To begin, we combine Product_Sales and Product_Brand in order to add the brand (e.g. market name) of each pharmaceutical to the raw sales dataset to create Product_Sales_Brand. We clean up this new dataset further in order to remove sales of pharmaceuticals without market names, and extract date_year and date_week for each remaining sale.
In parallel, the 3 outreach datasets (Web_Traffic, Calls_Data, and Campaigns) are cleaned and a date_year and date_week are extracted for each outreach event in all 3 datasets. Additionally, we extract information about engagement, content, and classification of the outreach that are represented as binary values.
After creating binary values for the categorical data, all 3 datasets are joined together using a full join.
Finally, the Accounts data is prepared by turning categorical information about each HCP (account_id) into binary values and weeks since an HCP received product (i.e. pharmaceutical) training are computed.
With our initial data cleaned and having gone through a first set of preparation, we are ready to begin aggregating our data.
Before joining the sales and marketing data, we need to group our 3 datasets (Product_Sales_prepared, Outreach_Long, Accounts_copy_prepared) by parent account since that is the level at which we have sales data.
After individually grouping the datasets, we can execute a left join - this time adding all available marketing outreach to the more complete sales dataset. Additionally, the hospital information is added in as additional features for each parent account.
Relate marketing outreach to future sales¶
Having joined our marketing and sales data, we can move onto our final feature engineering phase in order to create our outcome of interest - sales lead. Why is having a sales lead important? To understand the relationship between marketing outreach and sales, we need to look at the change in sales after a given outreach behavior occurs. This means the effect of a marketing campaign that occurs in week 1 can only be seen on sales in the following weeks - not in the same week that the outreach occurs.

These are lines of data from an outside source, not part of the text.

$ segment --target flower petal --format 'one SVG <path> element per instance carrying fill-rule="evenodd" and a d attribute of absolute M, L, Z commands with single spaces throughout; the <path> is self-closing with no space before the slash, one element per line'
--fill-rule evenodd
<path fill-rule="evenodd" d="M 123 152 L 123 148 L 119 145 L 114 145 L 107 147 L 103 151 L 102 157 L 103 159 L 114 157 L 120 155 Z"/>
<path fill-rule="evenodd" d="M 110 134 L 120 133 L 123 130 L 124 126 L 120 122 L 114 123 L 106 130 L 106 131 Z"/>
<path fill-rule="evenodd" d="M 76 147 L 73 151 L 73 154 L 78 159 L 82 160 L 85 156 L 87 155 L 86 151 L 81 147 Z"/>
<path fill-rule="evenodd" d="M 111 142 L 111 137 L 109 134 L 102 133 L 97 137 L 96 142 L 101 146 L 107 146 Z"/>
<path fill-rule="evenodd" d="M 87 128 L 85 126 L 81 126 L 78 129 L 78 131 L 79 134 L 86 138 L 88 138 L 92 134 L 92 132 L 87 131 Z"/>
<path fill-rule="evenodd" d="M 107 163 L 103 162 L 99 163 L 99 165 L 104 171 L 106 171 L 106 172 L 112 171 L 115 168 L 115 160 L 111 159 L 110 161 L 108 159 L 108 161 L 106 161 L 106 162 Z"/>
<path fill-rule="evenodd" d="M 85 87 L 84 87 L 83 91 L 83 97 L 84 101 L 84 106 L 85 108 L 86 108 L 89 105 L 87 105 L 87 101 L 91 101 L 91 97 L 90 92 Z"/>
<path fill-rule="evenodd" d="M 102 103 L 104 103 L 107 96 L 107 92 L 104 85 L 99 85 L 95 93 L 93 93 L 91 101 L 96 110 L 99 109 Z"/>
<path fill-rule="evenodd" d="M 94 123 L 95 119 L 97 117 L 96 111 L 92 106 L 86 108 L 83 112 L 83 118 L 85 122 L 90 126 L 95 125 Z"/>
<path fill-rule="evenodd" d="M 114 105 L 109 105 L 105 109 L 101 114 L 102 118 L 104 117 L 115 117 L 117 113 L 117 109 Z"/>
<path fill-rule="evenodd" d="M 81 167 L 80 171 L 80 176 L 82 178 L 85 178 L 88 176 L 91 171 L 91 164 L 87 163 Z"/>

Our Sales_Marketing dataset is first split to take out data for products that are sold in new hospitals. Once data on the new hospitals and outreach efforts are available, this dataset could be used for clustering analysis and more predictive analytics on next best steps. For now, we don’t have enough data in order to include it in the training of our model
Following the split, a window recipe is used to group sales by parent_account_id and product_id. Additionally, we calculate a 1 and 2 week difference on the number of units and total sales using the window recipe by subtracting the current value from the future one. These values measure a change in sales and sales volume over time but need to be adjusted (multiplied by -1) in a subsequent prepare recipe to model the true growth or decline in sales over time.
If a campaign takes longer than 2 weeks to impact sales, the value should be adjusted for a longer lead time.
Correlating Marketing Outreach to Sales¶
Finally, we are ready to train our models capable of generating deeper insights into the impact of a company’s marketing efforts on actual sales.
To allow other team members to repeat analysis for different products of interest via a Dataiku Application, we filter using a local variable to select only a single product for analysis.
We can create two models from the filter data for one or two weeks sales lead as the target variable, respectively. The created models are regression models that provide coefficients on each of the input variables thereby allowing us to assess the direction and magnitude of correlation between various marketing outreach strategies and sales.
Reproducing these processes with minimal effort for other brands and products¶
The intent of this project is to enable marketing teams to understand how Dataiku DSS can be used to assess the past and future success of their Omnichannel marketing strategies either by starting a new project from scratch or adapting this existing project to one’s specific needs. A deeper technical walkthrough of the project can be found within the wiki to aid in reproducing this project. Roll-out and customization services can be offered on demand.